This position will be responsible for implementing and maintaining an enterprise-wide monitoring solution w/in a 24/7 production environment.
Required Skills:
Enterprise monitoring and observability, including application performance monitoring (APM), infrastructure monitoring, and event management.
Experience working with AppDynamics (preferred) but will consider experience with at least three of the following Server Management products: Prometheus, Azure Monitor, SCOM, BMC AIOps or WhatsUpGold.
Networking experience in an enterprise environment
Working with both Windows and UNIX/Linux based systems in an enterprise environment, including advanced shell scripting.
Strong understanding of cloud-native monitoring principles (especially Azure).
Strong grasp of enterprise application architectures and monitoring challenges across distributed systems.
Self-motivated, detail-oriented, and capable of working independently or in cross-functional teams, with the ability to operate effectively in fast-paced, incident-driven environments.
ROLES AND RESPONSIBILITIES:
-Design, deploy, and manage end-to-end monitoring and observability solutions across infrastructure, applications, databases, and cloud services.
-Administer, maintain, and support enterprise monitoring tools, including routine upgrades, license management, and system tuning.

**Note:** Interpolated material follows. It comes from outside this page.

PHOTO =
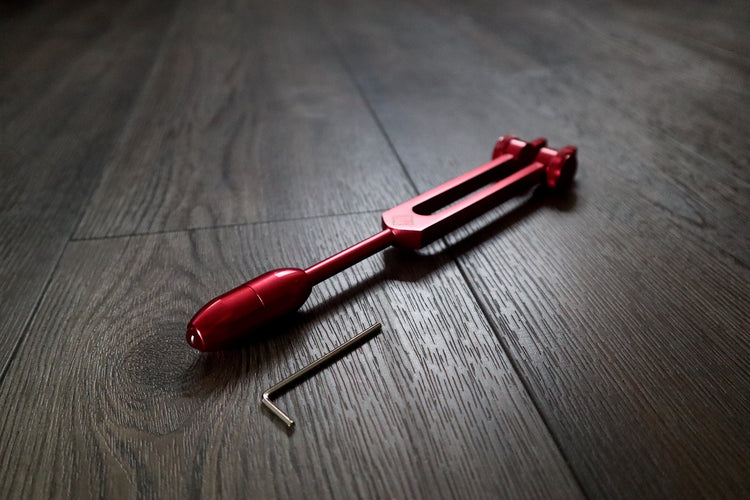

-Manage and maintain existing monitors across platforms, ensuring they remain relevant, accurate, and aligned with evolving system and business requirements.
-Review and recommend alert thresholds, KPIs, and escalation criteria to ensure actionable and meaningful alerting.
-Collaborate with application, infrastructure, database, and network teams to define monitoring strategies for performance, availability, and reliability.
-Integrate tools such as AppDynamics, Prometheus, Azure Monitor, SCOM, BMC AIOps, WhatsUpGold, and xMatters into a cohesive observability platform.
-Build and maintain dashboards, metrics visualizations, and alert rules using Azure Monitor, Application Insights, and Grafana.
-Support synthetic and real-user monitoring to measure application performance and user experience.
-Streamline alerting workflows and escalation paths using tools like xMatters to support 24x7 incident response.
-Help teams identify monitoring gaps, reduce noise and false positives, and enhance correlation using tools like BMC AIOps.
-Oversee monitoring of SSL certificates, URLs, and Key Vault secrets, ensuring proactive renewal and alerting.
-Analyze telemetry and diagnostic data to aid troubleshooting and incident root cause analysis.
-Provide monitoring expertise and implementation support for IT projects and new technology rollouts.
-Document tool configurations, monitoring policies, operational procedures, and troubleshooting guides.
-Continuously evaluate observability coverage to ensure system visibility, scalability, and security.
-Deliver periodic reports on system health, capacity trends, alert volumes, and KPIs to leadership and stakeholders.